Once you start moving, keep a close eye on how you stand and move between each step. Make sure your shoulders stay down, your spine stays straight, your head remains up and your eyes are fixed ahead (not on the pedals), and your knees track forward over your toes.
Resist the urge to lean forward, but keep your body as upright as possible and your center of gravity directly over your feet.
Proper form on the elliptical is crucial for protecting all of your joints—from your wrists to your ankles.
✅ Start off slow and flat.
Resist the urge to jump straight into a full-intensity training session. Pushing your muscles and joints too hard right off the bat can lead to a higher risk of injury, or can exacerbate existing insufficiencies or injuries. Instead, start off at a slow pace and little to no incline.
Focus on your form during the first few minutes, and pay attention to your breathing, too, keeping it rhythmic and cyclical.
Spend the first 5 minutes at this slow pace, and only after your body is truly feeling “warm” (with your blood flowing and heart rate rising) should you pick up the pace, increase the resistance, and raise the incline.
✅ Pay attention to knee pain.
Pain in your joints is your body’s way of telling you that you’re doing something wrong. You may feel the temptation to “power through” or “push past the pain”, but that could actually lead to worse injuries and greater damage to your knees.
When you feel pain, pay attention to what you’re doing and how you’re moving. You could be doing something that is causing that pain—for example, letting your knee flare slightly outward, stopping your ankles and feet from flexing properly, or standing incorrectly.
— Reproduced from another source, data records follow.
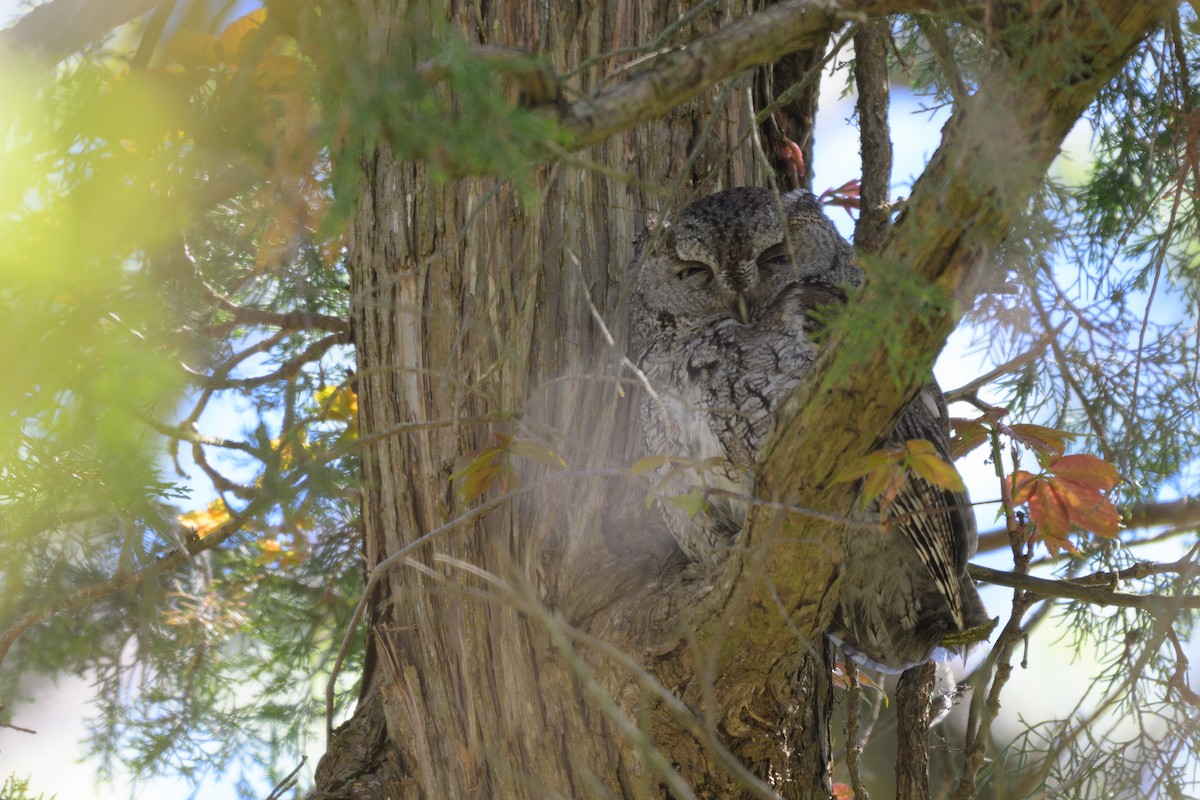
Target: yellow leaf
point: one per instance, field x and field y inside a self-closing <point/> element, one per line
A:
<point x="873" y="462"/>
<point x="969" y="434"/>
<point x="648" y="464"/>
<point x="537" y="451"/>
<point x="924" y="459"/>
<point x="191" y="49"/>
<point x="1086" y="470"/>
<point x="205" y="521"/>
<point x="234" y="40"/>
<point x="339" y="403"/>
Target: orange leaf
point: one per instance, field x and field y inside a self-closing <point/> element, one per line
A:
<point x="1050" y="441"/>
<point x="1049" y="511"/>
<point x="1086" y="470"/>
<point x="1089" y="509"/>
<point x="1024" y="485"/>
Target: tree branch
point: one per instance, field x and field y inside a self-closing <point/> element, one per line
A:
<point x="1087" y="594"/>
<point x="289" y="320"/>
<point x="1177" y="513"/>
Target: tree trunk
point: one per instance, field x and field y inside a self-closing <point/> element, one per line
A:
<point x="472" y="314"/>
<point x="555" y="644"/>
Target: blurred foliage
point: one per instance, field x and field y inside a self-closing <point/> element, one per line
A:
<point x="178" y="371"/>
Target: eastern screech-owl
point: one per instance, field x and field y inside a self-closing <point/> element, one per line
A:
<point x="721" y="313"/>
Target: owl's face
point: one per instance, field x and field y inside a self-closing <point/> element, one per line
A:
<point x="748" y="256"/>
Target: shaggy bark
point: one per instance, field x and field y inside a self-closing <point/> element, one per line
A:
<point x="558" y="647"/>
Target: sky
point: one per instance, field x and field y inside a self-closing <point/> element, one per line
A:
<point x="52" y="758"/>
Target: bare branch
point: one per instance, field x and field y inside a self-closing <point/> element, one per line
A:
<point x="289" y="368"/>
<point x="874" y="94"/>
<point x="291" y="320"/>
<point x="1083" y="593"/>
<point x="90" y="594"/>
<point x="1181" y="515"/>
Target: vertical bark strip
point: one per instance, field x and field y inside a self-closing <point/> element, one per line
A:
<point x="912" y="740"/>
<point x="875" y="134"/>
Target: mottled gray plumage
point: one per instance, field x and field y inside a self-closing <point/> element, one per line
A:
<point x="721" y="313"/>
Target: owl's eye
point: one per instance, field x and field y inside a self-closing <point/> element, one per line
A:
<point x="693" y="271"/>
<point x="777" y="256"/>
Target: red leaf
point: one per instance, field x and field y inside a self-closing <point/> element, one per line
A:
<point x="1049" y="511"/>
<point x="1089" y="509"/>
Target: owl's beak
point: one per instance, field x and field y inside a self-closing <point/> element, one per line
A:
<point x="743" y="310"/>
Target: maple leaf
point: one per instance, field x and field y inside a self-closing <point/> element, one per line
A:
<point x="204" y="521"/>
<point x="1043" y="440"/>
<point x="1068" y="495"/>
Maybe you’re climbing at too high an incline or pedaling with too much resistance for what you’re currently capable of handling. Try adjusting your form, slowing down, or lowering the incline and/or resistance to see if that improves things.
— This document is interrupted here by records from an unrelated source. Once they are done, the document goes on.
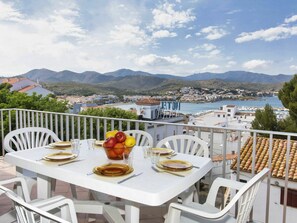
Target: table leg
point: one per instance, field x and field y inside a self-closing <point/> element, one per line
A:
<point x="131" y="213"/>
<point x="43" y="186"/>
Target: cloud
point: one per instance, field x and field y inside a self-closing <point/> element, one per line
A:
<point x="165" y="16"/>
<point x="291" y="19"/>
<point x="9" y="13"/>
<point x="205" y="51"/>
<point x="233" y="11"/>
<point x="255" y="64"/>
<point x="210" y="67"/>
<point x="128" y="34"/>
<point x="231" y="63"/>
<point x="293" y="67"/>
<point x="163" y="34"/>
<point x="271" y="34"/>
<point x="188" y="36"/>
<point x="282" y="31"/>
<point x="155" y="60"/>
<point x="213" y="32"/>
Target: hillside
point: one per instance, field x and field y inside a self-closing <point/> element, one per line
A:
<point x="92" y="77"/>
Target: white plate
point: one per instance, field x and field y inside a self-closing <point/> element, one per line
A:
<point x="61" y="144"/>
<point x="60" y="156"/>
<point x="99" y="142"/>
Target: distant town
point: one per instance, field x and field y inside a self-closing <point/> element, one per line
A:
<point x="185" y="94"/>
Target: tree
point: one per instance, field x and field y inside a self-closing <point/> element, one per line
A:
<point x="265" y="119"/>
<point x="14" y="99"/>
<point x="288" y="96"/>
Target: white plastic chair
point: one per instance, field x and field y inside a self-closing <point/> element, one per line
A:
<point x="185" y="144"/>
<point x="142" y="138"/>
<point x="28" y="138"/>
<point x="207" y="212"/>
<point x="27" y="210"/>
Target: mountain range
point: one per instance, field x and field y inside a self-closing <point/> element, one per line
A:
<point x="92" y="77"/>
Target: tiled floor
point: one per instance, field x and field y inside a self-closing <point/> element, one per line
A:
<point x="148" y="214"/>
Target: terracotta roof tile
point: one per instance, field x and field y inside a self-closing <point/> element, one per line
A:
<point x="278" y="159"/>
<point x="12" y="80"/>
<point x="27" y="88"/>
<point x="148" y="101"/>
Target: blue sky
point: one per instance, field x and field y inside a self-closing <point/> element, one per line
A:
<point x="176" y="37"/>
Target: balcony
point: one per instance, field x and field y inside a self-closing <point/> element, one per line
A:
<point x="236" y="153"/>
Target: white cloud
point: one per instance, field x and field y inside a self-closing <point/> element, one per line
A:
<point x="163" y="34"/>
<point x="128" y="34"/>
<point x="213" y="32"/>
<point x="155" y="60"/>
<point x="9" y="13"/>
<point x="205" y="51"/>
<point x="231" y="63"/>
<point x="233" y="11"/>
<point x="210" y="67"/>
<point x="271" y="34"/>
<point x="256" y="64"/>
<point x="63" y="23"/>
<point x="291" y="19"/>
<point x="293" y="67"/>
<point x="166" y="16"/>
<point x="188" y="36"/>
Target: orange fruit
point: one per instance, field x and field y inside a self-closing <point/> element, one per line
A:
<point x="130" y="141"/>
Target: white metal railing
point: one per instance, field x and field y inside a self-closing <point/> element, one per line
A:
<point x="68" y="126"/>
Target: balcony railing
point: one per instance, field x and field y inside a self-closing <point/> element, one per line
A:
<point x="68" y="126"/>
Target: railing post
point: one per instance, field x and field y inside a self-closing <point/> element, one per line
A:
<point x="268" y="178"/>
<point x="286" y="179"/>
Ellipticals and Knee Pain — FAQs
What other cardio machines are good for people with bad knees?
When you have bad knees, you should train with two goals in mind: 1) avoid further injury and pain, and 2) strengthen the muscles and joints around your knees to protect against future problems.
Typically, the elliptical is the best cardio machine to help you get in a good workout without exacerbating knee injuries. You can also walk or jog on the treadmill, or use the recumbent bike to get in a good cycling workout with less risk of knee strain.
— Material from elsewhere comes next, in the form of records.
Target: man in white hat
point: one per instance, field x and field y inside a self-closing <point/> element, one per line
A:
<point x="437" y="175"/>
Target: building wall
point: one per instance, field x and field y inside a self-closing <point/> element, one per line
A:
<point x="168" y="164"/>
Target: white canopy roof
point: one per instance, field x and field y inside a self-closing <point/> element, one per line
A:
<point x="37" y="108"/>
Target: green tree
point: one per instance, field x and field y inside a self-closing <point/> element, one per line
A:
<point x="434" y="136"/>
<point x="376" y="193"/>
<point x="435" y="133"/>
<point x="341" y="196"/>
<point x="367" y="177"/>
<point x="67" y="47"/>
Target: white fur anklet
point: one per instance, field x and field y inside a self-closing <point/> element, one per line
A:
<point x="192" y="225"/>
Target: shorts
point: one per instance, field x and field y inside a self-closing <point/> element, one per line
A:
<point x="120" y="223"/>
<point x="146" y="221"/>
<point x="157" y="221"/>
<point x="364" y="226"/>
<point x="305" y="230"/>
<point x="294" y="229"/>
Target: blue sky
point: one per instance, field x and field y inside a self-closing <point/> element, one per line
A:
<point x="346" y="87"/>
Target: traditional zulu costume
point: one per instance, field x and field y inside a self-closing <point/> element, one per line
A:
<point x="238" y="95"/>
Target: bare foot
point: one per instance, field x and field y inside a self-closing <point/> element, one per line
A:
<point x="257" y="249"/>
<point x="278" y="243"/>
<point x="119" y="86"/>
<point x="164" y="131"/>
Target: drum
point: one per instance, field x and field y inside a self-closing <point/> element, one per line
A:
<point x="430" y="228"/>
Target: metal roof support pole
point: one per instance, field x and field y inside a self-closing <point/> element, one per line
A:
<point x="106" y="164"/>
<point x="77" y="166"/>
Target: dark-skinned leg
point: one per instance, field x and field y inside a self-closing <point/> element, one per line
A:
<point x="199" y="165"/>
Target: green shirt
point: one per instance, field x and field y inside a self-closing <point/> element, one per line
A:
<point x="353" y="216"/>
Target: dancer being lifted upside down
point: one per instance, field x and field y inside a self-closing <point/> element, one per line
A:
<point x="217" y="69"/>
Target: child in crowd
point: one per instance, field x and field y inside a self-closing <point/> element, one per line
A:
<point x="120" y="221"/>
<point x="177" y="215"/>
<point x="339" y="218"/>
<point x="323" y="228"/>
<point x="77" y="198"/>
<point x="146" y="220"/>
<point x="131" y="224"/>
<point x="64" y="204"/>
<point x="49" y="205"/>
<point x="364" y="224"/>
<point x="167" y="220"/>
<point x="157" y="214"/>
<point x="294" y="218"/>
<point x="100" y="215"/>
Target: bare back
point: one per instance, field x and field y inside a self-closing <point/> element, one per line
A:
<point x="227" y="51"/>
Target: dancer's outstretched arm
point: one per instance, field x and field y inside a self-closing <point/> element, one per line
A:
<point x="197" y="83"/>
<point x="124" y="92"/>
To strengthen your knees against future injuries, mix in rowing workouts, stair climbing, and regular cycling with your elliptical training sessions.
That will help to reinforce the muscles around your knees to offer the support your joint needs to endure future demands placed on it by work, exercise, and your activities of daily life.
How often should you use an elliptical when you have bad knees?
If you’re training with bad knees, the elliptical shouldn’t be the only cardio machine you use. You should try to mix in other machines—including the treadmill (for a light walk or jog), the rowing machine, and stair climber—along with knee-specific resistance training.
Ideally, aim to use the elliptical 2-4 times per week to help you get in a good cardio session even if your knees are in pain. Spend the rest of your week training on other cardio machines, lifting weights, or walking (weather permitting).
The Bottom Line
As you’ve seen above, the elliptical machine is definitely a great option to help you train even if your knees are wonky.
The machine offers a lot of benefits—from a natural stride to minimal impact to specific targeting of the muscles that support the knees—and provides you with a great option for getting in your daily cardio session without exacerbating existing injuries.
Make sure to follow the advice above on how to avoid knee pain on the elliptical, working on your form and posture so you move correctly with every step.
Do that, and you’ve got an excellent chance of improving your fitness and repairing the damage to your knee at the same time.